Virgin map – An alternative name for the explored map (borrowed from AFL/fuzzing terminology). Records which coverage bits have been seen across all timelines and all seeds. “Virgin” bits are those never set by any timeline.
Warm start – In multi-seed exploration, when a new seed begins with the explored map already containing coverage from previous seeds. Warm starts use a lower warm_min_timelines threshold for barren mark detection, since much coverage is already known. Enabled automatically by prepare_next_seed().
Watermark – For numeric sometimes assertions: the best value ever observed. For gt/ge, the watermark tracks the maximum; for lt/le, the minimum. When a new evaluation improves the watermark, a splitpoint is triggered to explore timelines that might push the metric further.
Well-known token – A reserved token in the range 0..WELL_KNOWN_RESERVED_COUNT used for framework services. Well-known tokens provide stable endpoints for services like RPC registries without requiring dynamic discovery.

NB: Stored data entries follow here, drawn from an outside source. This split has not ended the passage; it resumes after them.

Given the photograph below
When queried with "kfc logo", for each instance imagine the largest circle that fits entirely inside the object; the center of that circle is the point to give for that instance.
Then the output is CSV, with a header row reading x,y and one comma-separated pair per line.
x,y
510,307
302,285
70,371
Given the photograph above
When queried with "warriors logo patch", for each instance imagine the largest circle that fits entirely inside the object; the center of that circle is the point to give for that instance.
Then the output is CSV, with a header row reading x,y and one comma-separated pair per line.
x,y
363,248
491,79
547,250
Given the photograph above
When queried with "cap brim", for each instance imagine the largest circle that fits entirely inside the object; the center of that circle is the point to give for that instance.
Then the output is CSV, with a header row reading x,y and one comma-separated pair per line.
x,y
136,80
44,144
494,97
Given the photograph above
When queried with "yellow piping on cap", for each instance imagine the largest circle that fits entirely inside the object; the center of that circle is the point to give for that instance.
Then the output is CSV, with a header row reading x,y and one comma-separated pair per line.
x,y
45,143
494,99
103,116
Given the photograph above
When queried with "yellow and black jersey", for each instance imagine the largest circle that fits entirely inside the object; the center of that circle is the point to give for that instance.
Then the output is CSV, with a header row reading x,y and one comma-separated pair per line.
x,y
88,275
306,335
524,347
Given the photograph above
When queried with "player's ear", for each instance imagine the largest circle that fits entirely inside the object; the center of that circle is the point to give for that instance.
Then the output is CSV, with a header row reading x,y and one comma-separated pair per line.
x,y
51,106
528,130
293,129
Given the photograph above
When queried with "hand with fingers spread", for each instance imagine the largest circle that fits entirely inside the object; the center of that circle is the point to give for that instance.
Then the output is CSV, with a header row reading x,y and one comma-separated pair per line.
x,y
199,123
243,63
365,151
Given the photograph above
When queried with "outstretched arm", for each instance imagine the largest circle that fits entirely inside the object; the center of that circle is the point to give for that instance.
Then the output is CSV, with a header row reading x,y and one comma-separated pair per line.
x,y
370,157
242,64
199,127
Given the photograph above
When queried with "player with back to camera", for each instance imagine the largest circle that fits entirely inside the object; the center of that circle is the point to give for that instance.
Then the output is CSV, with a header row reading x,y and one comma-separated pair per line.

Wire format – The on-the-wire message encoding used by moonpool-transport. Each WireMessage includes a WireHeader with endpoint routing, a unique ID, message type, and payload size, followed by the serialized payload. CRC32C checksums protect against bit flip corruption.
Workload – The test driver. A workload survives process reboots and drives requests against the system under test. It validates correctness by making assertions about observed behavior. Analogous to FoundationDB’s tester.actor.cpp.